August 4, 2017 - 2 min read

Kaggle competition : pseudo-labelling efficiency in regression tasks

I needed some training on regression problems for a project. I luckily found out that the Kaggle Mercedes Benz competition; which aims at the development of a model that predicts how long a car in the manufacturing process stays on the test bench; just had started.

I am starting to get a much better grasp on models and how they work one by one. Having in mind to learn new approaches and tricks I tried several published kernels and among them one from Hakeem which showed to me one new way on how to stack models and go beyond :

  1. Feature engineering
  2. Run and optimize xgboost.

The following step was to try to get better performances, I did try quite a few things (deep learning based models, many different combination of features, optimization of hyperparameters, …) as I am starting to pile up a fair amount of courses and tutorials followed. I unfortunately don’t have the time to report them all, but one try allowed me to get a surprisingly good result on the private leaderboard : pseudo-labelling that I learned about following the excellent courses. Here follows the code that led me to my best position :

As you can see in the following screenshot, I ended up 24th out of 3835 participants with a massive jump of 926 ranks. One thing should be noted is that many participants were using leaderboard probing in order to know which data points were used for the public leaderboard. This means that many were actually having overfitting models to get a good ranking on the public leaderboard but they lost their rank massively one confronted to the private leaderboard. I decided it was not that interesting and decided to trust my cross-validation results having learned already a nice way to construct stacked models.

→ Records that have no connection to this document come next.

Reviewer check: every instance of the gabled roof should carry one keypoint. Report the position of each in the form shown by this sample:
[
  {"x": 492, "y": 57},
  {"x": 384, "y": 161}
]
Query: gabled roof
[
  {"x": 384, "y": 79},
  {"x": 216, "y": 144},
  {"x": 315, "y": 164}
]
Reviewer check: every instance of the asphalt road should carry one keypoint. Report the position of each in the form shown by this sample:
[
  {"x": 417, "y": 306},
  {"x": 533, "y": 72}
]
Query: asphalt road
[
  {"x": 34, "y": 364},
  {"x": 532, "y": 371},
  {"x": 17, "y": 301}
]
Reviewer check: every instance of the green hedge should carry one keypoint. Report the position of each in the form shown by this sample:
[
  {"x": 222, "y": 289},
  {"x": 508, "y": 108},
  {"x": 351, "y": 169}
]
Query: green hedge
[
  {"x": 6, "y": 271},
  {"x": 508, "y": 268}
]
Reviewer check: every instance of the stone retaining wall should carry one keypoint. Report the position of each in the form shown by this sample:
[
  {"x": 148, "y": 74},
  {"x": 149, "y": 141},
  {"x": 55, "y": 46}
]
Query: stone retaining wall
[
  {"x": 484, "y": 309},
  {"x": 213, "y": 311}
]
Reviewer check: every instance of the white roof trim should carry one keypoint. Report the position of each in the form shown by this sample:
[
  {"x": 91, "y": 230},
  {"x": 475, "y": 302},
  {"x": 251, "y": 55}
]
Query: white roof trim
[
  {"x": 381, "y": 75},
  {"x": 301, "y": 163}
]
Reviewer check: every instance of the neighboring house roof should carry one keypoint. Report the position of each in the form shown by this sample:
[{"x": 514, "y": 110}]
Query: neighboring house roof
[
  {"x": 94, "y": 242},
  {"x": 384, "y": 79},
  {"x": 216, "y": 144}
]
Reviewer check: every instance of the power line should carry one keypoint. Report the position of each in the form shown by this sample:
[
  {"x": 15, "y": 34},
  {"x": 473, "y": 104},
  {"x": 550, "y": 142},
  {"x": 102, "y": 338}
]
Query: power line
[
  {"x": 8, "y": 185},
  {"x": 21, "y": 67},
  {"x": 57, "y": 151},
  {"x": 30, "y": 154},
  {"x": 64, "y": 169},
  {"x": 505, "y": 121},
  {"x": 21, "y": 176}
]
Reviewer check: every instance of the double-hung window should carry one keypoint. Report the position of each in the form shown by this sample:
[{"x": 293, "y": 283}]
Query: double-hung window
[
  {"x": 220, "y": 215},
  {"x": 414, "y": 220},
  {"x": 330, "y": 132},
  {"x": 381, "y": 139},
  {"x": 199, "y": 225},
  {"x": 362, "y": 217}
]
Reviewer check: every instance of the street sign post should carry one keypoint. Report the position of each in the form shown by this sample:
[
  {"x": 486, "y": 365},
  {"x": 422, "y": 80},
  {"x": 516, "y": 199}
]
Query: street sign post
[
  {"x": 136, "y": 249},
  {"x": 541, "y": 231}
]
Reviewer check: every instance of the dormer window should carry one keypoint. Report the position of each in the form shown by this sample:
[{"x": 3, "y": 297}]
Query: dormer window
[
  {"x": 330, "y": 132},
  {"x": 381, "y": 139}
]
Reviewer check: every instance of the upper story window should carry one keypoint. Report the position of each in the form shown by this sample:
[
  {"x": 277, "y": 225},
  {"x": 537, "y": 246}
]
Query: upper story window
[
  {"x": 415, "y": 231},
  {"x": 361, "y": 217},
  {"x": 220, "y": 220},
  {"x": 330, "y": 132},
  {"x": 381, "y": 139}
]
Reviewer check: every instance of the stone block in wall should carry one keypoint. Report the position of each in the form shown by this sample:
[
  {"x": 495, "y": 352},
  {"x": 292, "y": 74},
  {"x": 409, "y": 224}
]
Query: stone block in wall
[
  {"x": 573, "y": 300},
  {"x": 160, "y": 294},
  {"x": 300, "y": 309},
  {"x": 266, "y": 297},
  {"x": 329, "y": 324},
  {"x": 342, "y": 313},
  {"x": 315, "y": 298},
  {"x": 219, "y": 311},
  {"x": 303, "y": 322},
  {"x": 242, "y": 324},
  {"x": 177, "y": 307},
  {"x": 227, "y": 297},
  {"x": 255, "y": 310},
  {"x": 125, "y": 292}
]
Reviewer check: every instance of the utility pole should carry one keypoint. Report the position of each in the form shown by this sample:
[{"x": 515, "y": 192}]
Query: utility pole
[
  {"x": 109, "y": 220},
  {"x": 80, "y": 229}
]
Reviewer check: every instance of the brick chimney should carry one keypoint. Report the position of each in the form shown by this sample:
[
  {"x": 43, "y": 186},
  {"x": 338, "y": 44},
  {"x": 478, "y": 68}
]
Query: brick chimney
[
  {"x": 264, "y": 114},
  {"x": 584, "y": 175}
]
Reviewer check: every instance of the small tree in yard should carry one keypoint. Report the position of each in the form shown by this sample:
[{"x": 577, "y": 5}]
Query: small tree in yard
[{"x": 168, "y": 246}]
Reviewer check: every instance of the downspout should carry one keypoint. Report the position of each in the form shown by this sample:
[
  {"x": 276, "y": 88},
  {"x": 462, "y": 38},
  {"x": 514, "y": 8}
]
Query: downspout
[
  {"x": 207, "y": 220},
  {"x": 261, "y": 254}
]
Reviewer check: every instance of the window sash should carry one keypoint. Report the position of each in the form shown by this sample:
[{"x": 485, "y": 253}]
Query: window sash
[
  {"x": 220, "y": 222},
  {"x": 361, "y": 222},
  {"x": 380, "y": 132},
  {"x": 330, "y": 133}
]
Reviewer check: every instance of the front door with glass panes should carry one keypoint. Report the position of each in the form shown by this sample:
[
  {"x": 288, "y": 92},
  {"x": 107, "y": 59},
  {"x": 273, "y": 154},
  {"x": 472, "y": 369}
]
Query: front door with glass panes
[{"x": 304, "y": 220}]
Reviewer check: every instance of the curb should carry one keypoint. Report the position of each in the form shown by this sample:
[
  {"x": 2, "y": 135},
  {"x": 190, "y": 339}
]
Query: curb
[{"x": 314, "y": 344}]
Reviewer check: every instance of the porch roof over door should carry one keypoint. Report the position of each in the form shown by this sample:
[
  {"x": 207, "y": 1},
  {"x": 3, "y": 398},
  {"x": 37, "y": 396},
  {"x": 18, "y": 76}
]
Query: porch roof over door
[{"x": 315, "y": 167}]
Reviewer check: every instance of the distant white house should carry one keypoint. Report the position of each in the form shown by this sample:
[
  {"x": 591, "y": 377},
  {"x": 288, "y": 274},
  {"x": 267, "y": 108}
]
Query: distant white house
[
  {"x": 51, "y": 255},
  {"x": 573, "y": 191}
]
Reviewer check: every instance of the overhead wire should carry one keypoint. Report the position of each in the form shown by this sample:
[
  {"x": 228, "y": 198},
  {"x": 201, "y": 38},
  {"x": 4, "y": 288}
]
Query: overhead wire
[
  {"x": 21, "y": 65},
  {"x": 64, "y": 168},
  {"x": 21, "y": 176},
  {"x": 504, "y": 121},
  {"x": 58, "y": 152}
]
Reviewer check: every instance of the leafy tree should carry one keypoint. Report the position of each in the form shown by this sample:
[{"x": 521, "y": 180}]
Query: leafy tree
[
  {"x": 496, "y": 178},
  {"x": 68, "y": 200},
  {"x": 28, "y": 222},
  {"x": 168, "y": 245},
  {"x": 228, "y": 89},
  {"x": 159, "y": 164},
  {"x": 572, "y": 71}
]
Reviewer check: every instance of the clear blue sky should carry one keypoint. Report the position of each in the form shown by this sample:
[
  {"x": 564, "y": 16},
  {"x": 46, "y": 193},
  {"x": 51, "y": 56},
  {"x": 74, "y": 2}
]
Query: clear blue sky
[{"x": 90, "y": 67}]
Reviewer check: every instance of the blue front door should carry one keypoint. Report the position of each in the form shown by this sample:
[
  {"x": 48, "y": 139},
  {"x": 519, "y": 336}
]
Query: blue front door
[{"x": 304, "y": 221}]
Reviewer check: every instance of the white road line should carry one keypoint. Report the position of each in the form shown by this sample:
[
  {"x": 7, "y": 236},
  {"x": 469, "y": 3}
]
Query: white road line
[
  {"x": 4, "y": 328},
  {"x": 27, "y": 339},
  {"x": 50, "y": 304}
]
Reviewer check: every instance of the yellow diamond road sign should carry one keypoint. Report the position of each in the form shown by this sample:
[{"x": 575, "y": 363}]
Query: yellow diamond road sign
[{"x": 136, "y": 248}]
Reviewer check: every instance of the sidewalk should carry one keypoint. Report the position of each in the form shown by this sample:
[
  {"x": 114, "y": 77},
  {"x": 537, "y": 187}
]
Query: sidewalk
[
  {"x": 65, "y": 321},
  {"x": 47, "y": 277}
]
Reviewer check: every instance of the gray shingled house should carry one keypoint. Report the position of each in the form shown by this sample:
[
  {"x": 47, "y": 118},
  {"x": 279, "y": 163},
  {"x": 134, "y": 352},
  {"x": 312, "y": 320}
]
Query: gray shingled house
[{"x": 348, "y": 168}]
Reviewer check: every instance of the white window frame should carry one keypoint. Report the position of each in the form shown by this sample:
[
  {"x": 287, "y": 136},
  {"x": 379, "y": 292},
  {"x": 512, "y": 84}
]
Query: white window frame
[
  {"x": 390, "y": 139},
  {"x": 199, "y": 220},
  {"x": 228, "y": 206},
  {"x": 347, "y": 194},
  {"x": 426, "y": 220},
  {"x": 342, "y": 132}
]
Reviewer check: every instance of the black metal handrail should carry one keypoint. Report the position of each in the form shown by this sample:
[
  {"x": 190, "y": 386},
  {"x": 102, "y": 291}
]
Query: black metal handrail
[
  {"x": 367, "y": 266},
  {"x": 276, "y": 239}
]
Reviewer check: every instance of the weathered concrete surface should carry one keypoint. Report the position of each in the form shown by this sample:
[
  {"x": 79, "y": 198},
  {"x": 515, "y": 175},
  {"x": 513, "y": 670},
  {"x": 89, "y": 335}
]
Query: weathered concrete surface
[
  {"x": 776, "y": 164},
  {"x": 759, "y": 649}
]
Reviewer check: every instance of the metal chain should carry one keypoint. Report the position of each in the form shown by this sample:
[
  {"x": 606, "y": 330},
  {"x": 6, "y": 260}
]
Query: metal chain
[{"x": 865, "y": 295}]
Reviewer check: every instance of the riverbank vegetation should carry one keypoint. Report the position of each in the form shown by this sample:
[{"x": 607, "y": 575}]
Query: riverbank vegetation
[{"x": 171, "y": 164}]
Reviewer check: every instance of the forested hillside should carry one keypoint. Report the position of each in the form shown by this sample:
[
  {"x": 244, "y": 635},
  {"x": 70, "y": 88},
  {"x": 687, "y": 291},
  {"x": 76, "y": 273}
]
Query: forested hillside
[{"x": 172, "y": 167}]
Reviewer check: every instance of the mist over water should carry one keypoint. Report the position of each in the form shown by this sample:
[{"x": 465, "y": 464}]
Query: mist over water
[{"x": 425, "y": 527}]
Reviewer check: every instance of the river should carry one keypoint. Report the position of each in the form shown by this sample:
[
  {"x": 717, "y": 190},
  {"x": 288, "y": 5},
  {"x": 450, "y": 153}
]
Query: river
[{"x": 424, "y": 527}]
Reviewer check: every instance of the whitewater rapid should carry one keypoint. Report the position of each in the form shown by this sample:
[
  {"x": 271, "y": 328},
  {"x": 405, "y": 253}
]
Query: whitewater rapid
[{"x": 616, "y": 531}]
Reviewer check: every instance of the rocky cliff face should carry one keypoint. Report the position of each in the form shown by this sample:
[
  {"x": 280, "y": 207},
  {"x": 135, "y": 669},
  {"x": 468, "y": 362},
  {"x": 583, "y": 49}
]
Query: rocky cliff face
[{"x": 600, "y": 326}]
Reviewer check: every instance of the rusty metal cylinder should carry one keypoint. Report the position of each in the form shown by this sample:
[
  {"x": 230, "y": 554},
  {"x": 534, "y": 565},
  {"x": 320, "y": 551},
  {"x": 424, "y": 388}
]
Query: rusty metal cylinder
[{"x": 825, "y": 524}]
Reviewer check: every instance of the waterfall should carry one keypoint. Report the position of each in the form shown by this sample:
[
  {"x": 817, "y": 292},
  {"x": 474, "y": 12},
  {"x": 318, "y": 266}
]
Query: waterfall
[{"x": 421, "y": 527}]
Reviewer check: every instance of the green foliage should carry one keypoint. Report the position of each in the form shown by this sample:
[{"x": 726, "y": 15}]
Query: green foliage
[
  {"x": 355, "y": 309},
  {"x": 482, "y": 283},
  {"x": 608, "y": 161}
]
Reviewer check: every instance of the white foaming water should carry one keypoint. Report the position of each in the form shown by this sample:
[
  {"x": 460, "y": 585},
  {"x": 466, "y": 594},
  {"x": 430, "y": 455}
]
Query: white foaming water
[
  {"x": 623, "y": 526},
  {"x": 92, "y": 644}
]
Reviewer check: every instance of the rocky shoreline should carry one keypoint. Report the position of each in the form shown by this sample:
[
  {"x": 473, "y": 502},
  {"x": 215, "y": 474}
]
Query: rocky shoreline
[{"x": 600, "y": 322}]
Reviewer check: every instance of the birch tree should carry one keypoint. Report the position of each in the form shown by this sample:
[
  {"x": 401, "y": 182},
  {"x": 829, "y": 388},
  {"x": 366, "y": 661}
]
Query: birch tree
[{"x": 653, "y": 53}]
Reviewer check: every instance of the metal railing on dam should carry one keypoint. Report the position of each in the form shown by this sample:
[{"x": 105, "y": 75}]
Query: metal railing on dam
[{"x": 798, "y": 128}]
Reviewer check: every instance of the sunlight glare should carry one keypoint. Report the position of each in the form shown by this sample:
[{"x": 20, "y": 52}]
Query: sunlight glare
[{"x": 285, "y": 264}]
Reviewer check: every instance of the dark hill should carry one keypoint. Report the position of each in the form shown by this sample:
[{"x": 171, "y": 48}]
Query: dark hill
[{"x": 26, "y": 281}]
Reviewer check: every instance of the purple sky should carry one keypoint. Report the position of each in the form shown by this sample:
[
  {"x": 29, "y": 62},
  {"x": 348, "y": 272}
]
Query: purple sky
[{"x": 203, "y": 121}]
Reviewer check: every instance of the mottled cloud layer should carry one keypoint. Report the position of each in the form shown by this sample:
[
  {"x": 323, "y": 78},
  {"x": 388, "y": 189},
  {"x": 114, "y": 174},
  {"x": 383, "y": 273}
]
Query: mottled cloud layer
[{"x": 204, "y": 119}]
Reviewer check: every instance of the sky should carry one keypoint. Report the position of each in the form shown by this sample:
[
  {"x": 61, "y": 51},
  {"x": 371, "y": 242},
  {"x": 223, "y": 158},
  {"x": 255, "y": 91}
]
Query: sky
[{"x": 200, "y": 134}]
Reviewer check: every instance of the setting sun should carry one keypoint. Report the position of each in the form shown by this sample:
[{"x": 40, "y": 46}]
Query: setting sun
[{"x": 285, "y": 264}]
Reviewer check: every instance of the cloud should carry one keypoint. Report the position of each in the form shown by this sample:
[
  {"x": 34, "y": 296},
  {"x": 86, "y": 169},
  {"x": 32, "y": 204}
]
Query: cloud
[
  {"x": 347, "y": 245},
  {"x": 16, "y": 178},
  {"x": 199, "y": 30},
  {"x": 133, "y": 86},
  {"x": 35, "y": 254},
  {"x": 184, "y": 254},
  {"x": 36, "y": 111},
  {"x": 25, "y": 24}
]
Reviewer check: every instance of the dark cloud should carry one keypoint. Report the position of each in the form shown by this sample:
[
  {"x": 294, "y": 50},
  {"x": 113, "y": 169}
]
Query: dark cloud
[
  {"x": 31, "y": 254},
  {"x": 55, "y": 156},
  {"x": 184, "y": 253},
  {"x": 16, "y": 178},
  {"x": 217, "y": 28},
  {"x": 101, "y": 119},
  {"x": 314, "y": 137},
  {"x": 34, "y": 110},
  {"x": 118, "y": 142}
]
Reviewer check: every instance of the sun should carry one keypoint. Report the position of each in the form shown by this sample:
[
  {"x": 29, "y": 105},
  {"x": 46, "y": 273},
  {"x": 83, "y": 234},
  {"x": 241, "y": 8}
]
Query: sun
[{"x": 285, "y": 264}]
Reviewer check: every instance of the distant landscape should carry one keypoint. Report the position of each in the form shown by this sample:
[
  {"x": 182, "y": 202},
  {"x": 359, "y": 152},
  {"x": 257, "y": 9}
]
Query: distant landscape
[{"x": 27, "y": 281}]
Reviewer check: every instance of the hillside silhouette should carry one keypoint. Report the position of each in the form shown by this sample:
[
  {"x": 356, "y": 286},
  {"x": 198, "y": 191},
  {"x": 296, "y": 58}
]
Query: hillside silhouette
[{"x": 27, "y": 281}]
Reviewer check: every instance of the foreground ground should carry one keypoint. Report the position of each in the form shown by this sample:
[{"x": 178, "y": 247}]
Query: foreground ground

Why did pseudo-labelling help so much ? Pseudo-labelling is mostly used in classification problems helping to better separate classes. In a regression problem, it is not just directly applicable. Apart from providing more data points (which is not negligible), one part of the model is a random forest. When used for regression tasks, random forests are basically constructing trees that “classify” in small bins of target values. So pseudo-labelling in this case could have helped to better separate these bins.